「ドキドキハラハラして、でも考えさせられた」アンテベラム kenshuchuさんの映画レビュー(感想・評価)
ドキドキハラハラして、でも考えさせられた
以前、マンガの編集をやっている友人が、序盤にこの作品はどんなマンガ(どんなジャンル)なのかを知らせないと読者は戸惑うんだと言っていた。たしかにこれ何の話?と思う作品は困ることが多い。
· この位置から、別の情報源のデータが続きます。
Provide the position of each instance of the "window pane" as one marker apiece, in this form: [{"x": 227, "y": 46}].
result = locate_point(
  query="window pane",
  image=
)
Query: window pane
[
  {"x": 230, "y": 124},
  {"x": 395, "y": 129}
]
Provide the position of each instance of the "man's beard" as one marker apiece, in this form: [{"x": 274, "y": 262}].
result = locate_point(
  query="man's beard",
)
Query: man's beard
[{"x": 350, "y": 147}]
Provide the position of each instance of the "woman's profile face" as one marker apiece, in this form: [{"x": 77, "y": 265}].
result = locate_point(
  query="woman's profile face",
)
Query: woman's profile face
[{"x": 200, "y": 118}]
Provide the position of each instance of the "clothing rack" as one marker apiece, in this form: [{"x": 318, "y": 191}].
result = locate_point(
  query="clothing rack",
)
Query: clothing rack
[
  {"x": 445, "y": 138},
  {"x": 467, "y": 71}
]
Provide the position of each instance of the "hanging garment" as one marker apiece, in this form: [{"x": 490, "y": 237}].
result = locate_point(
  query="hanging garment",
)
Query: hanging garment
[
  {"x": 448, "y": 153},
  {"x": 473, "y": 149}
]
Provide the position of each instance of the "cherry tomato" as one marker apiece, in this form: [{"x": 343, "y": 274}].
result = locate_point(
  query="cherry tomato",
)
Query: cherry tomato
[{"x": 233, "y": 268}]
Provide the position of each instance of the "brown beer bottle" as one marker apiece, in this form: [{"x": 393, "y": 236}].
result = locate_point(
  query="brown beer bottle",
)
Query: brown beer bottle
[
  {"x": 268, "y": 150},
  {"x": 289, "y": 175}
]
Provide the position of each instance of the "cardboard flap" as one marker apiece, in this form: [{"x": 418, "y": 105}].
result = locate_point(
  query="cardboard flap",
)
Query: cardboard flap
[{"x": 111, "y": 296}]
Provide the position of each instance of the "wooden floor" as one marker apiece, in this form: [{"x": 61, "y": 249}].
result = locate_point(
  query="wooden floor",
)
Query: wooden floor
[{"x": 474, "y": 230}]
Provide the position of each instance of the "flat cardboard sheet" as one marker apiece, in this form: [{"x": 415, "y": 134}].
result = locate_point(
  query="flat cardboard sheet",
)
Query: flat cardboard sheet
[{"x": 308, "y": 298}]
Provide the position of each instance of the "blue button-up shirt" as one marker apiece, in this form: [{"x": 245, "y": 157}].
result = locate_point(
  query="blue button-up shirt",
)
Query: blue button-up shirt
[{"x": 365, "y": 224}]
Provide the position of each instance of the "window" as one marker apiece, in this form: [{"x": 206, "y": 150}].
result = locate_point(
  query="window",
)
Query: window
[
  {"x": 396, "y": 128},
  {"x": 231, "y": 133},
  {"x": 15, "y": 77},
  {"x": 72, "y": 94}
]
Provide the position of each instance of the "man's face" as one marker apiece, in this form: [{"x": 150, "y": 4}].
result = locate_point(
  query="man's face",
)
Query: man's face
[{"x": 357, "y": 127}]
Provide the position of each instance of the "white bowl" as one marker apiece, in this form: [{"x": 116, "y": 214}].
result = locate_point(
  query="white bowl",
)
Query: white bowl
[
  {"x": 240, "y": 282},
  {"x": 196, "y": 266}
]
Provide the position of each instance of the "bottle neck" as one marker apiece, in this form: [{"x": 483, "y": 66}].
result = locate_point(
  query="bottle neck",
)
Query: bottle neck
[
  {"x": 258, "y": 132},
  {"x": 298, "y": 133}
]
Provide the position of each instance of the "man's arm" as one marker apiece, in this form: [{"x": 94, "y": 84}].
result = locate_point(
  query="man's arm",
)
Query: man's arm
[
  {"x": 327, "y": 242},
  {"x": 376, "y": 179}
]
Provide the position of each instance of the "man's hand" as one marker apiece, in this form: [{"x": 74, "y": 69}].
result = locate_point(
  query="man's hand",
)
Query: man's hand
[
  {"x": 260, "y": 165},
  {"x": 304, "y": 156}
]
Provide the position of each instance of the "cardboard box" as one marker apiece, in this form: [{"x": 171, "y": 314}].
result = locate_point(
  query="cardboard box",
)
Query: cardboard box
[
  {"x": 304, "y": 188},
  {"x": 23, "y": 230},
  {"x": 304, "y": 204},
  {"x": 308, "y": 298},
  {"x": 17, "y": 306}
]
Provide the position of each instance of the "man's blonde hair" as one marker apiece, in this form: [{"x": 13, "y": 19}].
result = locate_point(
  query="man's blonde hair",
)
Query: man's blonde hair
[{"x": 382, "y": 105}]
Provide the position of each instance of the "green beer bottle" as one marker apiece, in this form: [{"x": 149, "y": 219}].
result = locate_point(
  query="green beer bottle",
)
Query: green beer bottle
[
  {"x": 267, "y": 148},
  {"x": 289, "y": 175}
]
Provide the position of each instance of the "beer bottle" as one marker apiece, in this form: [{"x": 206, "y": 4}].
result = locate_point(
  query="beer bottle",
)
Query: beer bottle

そんなことを思い出した本作。予告編を観ていたので、ホラーみたいなものをイメージしていた。「シャイニング」的な映像もあったし。でも、序盤は黒人の奴隷がひどい扱いを受けるシーンが長くて、思っていたのとは違う!と若干戸惑ってしまった。それはそれで緊張感があって面白かったんだけど。
中盤からも思っていたのとは違う展開(いい意味で)。エデンが序盤でとる行動の意味が判明したり、いろいろと伏線が回収されて痛快だった。ホラー映画はあまり好きではないのでこういう話の方がいい。
サスペンスとしての緊張感があって、飽きさせない展開があって、上質のエンタテインメント作品なのに、黒人差別の問題をキチンと考えさせる、ものすごい映画だった。序盤にどんなジャンルなのかわからない映画でもたまに面白いものが出てくる。そんな映画の一つだ。